Six Latin American Countries Suspended Their Membership From The UNASUR

On the 19th of April, the Union of South American Nations (UNASUR), one of the largest Latin American institutions created to counter U.S. influence, temporarily lost six of its members. Argentina, Brazil, Chile, Colombia, Paraguay, and Peru suspended their memberships last Thursday due to conflict about who is to hold the position of secretary general of the regional bloc. After several discussions on the matter, other problems about the future of the UNASUR were raised, as there is not only a lack of consensus amongst members regarding whom must lead the institution, but also various ideological and political differences that weaken it.

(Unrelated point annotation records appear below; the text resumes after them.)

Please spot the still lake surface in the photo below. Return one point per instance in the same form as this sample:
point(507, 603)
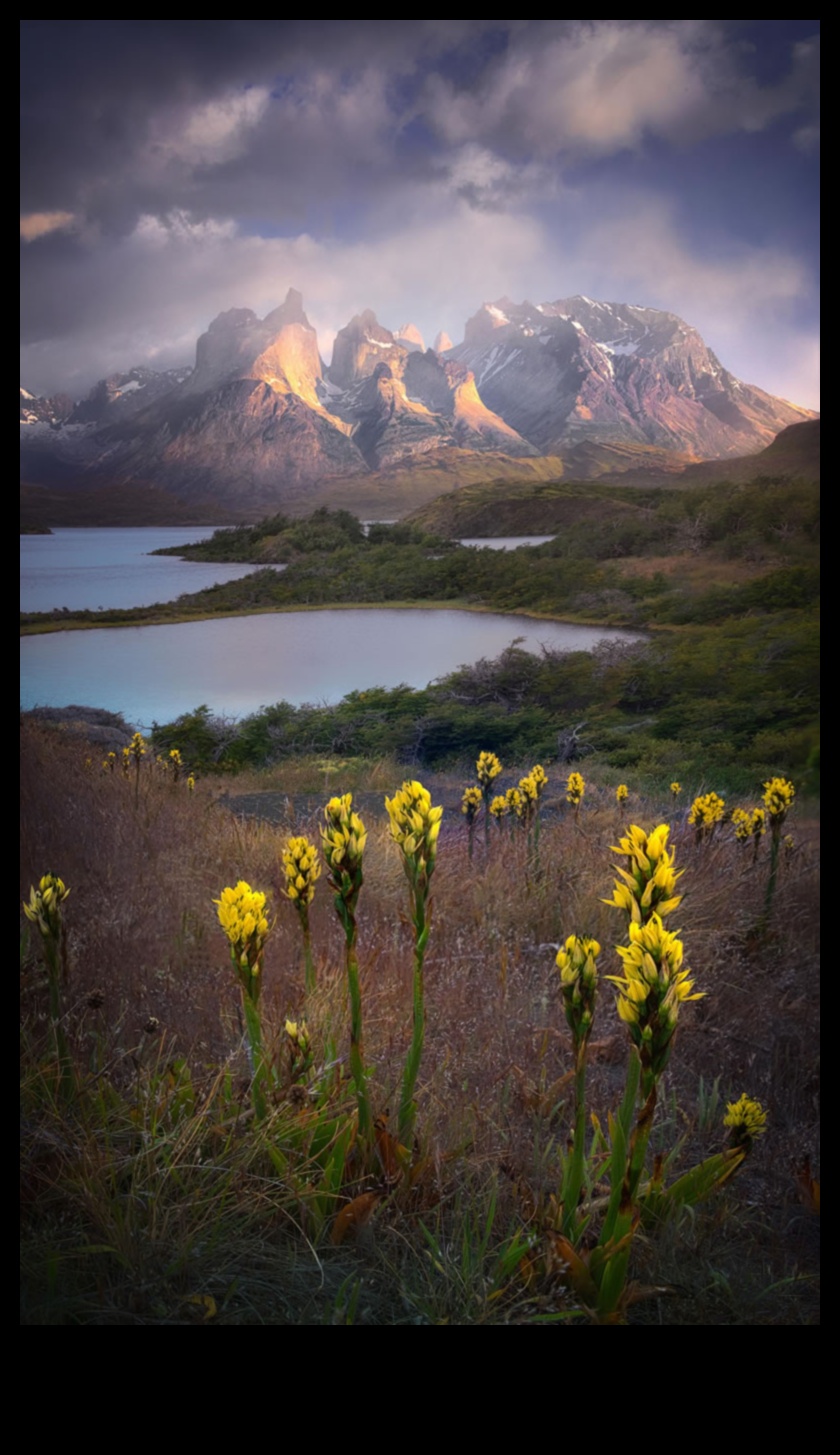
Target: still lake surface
point(240, 664)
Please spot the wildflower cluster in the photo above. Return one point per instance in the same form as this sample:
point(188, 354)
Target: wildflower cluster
point(514, 800)
point(779, 796)
point(580, 984)
point(530, 790)
point(242, 917)
point(706, 812)
point(651, 991)
point(44, 907)
point(650, 881)
point(302, 870)
point(300, 1054)
point(746, 1119)
point(344, 840)
point(415, 827)
point(488, 768)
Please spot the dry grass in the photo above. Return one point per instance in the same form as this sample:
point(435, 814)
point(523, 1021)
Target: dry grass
point(144, 943)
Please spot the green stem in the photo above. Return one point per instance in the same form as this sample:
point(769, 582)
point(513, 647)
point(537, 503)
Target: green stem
point(256, 1059)
point(56, 956)
point(355, 1041)
point(775, 843)
point(406, 1106)
point(615, 1273)
point(574, 1174)
point(307, 959)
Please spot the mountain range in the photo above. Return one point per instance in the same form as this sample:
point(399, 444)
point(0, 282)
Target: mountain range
point(259, 422)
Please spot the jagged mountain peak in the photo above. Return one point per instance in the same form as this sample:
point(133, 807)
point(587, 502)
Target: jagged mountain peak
point(259, 421)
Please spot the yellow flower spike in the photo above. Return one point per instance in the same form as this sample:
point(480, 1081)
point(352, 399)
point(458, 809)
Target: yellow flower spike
point(245, 924)
point(488, 768)
point(415, 827)
point(302, 870)
point(44, 907)
point(706, 812)
point(654, 985)
point(578, 984)
point(779, 795)
point(746, 1119)
point(651, 879)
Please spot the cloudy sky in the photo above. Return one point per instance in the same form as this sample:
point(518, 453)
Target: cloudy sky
point(172, 169)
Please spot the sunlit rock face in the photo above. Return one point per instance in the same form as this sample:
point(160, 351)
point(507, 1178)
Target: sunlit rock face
point(572, 370)
point(259, 421)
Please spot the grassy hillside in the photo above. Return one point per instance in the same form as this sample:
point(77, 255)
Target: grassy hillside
point(155, 1190)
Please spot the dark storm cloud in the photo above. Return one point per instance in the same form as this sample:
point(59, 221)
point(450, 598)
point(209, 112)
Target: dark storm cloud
point(173, 168)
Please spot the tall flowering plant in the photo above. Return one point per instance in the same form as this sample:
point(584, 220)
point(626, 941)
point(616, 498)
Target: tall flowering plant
point(577, 965)
point(415, 827)
point(302, 870)
point(344, 838)
point(488, 768)
point(44, 911)
point(779, 795)
point(245, 924)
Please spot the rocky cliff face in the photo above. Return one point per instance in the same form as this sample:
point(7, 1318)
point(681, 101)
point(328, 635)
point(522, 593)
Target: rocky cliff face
point(258, 421)
point(575, 370)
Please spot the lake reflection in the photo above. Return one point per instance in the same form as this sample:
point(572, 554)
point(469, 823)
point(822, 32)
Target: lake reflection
point(238, 665)
point(109, 566)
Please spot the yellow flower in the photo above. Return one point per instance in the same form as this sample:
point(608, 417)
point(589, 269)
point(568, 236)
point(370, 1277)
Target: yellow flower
point(650, 882)
point(415, 827)
point(537, 776)
point(514, 800)
point(44, 907)
point(578, 982)
point(652, 988)
point(242, 917)
point(302, 870)
point(779, 795)
point(488, 767)
point(746, 1119)
point(344, 840)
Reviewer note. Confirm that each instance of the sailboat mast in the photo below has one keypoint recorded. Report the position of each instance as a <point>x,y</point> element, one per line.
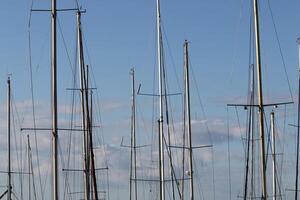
<point>29,168</point>
<point>260,101</point>
<point>188,117</point>
<point>83,110</point>
<point>274,155</point>
<point>8,142</point>
<point>93,169</point>
<point>298,129</point>
<point>160,121</point>
<point>133,140</point>
<point>54,102</point>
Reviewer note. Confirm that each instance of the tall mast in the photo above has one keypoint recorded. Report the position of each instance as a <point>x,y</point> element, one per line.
<point>298,128</point>
<point>188,117</point>
<point>54,103</point>
<point>260,101</point>
<point>93,169</point>
<point>8,142</point>
<point>133,141</point>
<point>160,121</point>
<point>83,110</point>
<point>274,155</point>
<point>29,167</point>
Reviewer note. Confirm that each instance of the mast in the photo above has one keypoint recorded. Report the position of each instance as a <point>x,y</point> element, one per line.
<point>93,170</point>
<point>188,117</point>
<point>160,121</point>
<point>8,142</point>
<point>29,168</point>
<point>54,103</point>
<point>260,101</point>
<point>83,110</point>
<point>298,128</point>
<point>133,142</point>
<point>274,155</point>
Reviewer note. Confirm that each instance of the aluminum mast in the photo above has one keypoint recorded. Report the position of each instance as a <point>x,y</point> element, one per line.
<point>54,102</point>
<point>188,117</point>
<point>83,110</point>
<point>274,154</point>
<point>160,121</point>
<point>298,128</point>
<point>260,101</point>
<point>8,141</point>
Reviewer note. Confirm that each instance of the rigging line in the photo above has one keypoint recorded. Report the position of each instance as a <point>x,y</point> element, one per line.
<point>32,172</point>
<point>63,164</point>
<point>280,50</point>
<point>228,154</point>
<point>33,111</point>
<point>168,121</point>
<point>99,113</point>
<point>77,4</point>
<point>235,42</point>
<point>72,117</point>
<point>65,45</point>
<point>205,118</point>
<point>200,191</point>
<point>18,149</point>
<point>171,57</point>
<point>278,177</point>
<point>97,94</point>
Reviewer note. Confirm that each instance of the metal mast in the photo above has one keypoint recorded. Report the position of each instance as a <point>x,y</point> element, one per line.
<point>133,142</point>
<point>160,121</point>
<point>298,129</point>
<point>188,117</point>
<point>29,167</point>
<point>83,110</point>
<point>54,103</point>
<point>274,155</point>
<point>260,101</point>
<point>90,129</point>
<point>8,142</point>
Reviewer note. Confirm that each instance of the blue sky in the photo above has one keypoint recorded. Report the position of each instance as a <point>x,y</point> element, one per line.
<point>121,34</point>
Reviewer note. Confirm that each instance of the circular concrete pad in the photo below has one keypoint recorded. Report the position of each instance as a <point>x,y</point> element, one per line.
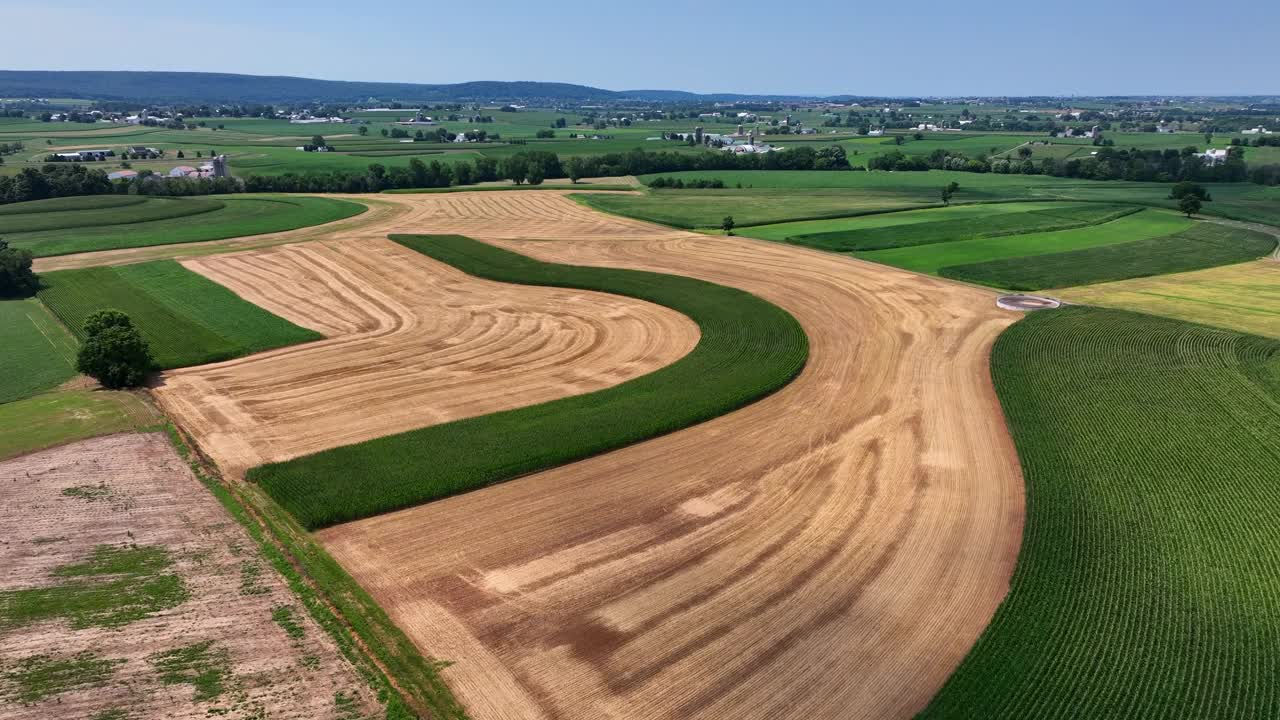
<point>1025,302</point>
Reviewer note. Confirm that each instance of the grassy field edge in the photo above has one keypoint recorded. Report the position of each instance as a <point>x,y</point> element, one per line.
<point>749,349</point>
<point>407,684</point>
<point>1144,583</point>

For many years, the UNASUR has represented regional unity and cooperation. However, this unexpected decision from half of its members reveals the democratic crisis the region is experiencing. Chilean Foreign Minister, Roberto Ampuero, during an interview with the Cooperativa radio station, mentioned that the UNASUR has been paralysed for more than a year and a half. He goes on to add that the institution is “incapable of solving issues… making it even outrageous for citizens.” This perceived ineptitude is what incited the six countries to leave the organisation. Moreover, there are also discrepancies on what appropriate actions should be taken according to the current regional context. In response to the membership suspension of the six countries, the Venezuelan President, Nicolas Maduro, stated that if any right-wing government aims to impede the UNASUR, Venezuela, as well as various revolutionaries and social movements, will move to defend it. Such a statement had likely been made with the intent to support Bolivian Foreign Minister, Fernando Huanacuni, who assumed the pro tempore presidency on behalf of the nation.

The unexpected suspension of  half of the UNASUR members demonstrates the decline of the regional institution. The indecision on the part of the states on whom should hold leadership reveals the many differences among its members, and alludes to the varying objectives that each country has. Just a year ago, most of the Latin American countries assumed leftist political ideologies. Nonetheless, during recent presidential elections, there has been a notable shift. Bolivia, which is now one of the only remaining leftist countries alongside Venezuela, has very different economic, social, and political intentions than the others. However, despite the controversial decision made by the six countries, there is hope for regional integration to be reformed. Overcoming the dispute over the secretary general seat within the UNASUR is not impossible, considering that this suspension of membership is temporary.

Modelled after the European Union and founded with twelve countries as its members, the UNASUR is a multilateral organisation created in 2008, with the aims of promoting regional integration in different issues, including democracy, education, environment, security, and the elimination of social inequality. Since January 2017, when the former Colombian secretary general, Ernesto Samper concluded his term, the lack of institutionalism within the UNASUR became evident. It was then that the six countries announced, through a joint statement to the Foreign Minister Fernando Huanacuni, the suspension of their membership until solutions to these various issues were found.

The creation of regional institutions is a relevant step for multilateralism. Through organisations such as the UNASUR, cooperation and integration is made possible. Despite the differences among its country members, it is necessary to find a balance point where the head of states may put their own political interests and ideology at the forefront, and also meet the needs of the people. If clear objectives, processes, and actions are not set up from the beginning, organisations like the UNASUR will not be able to maintain regional stability, consequently making it more difficult to sustain their existence in a changing world.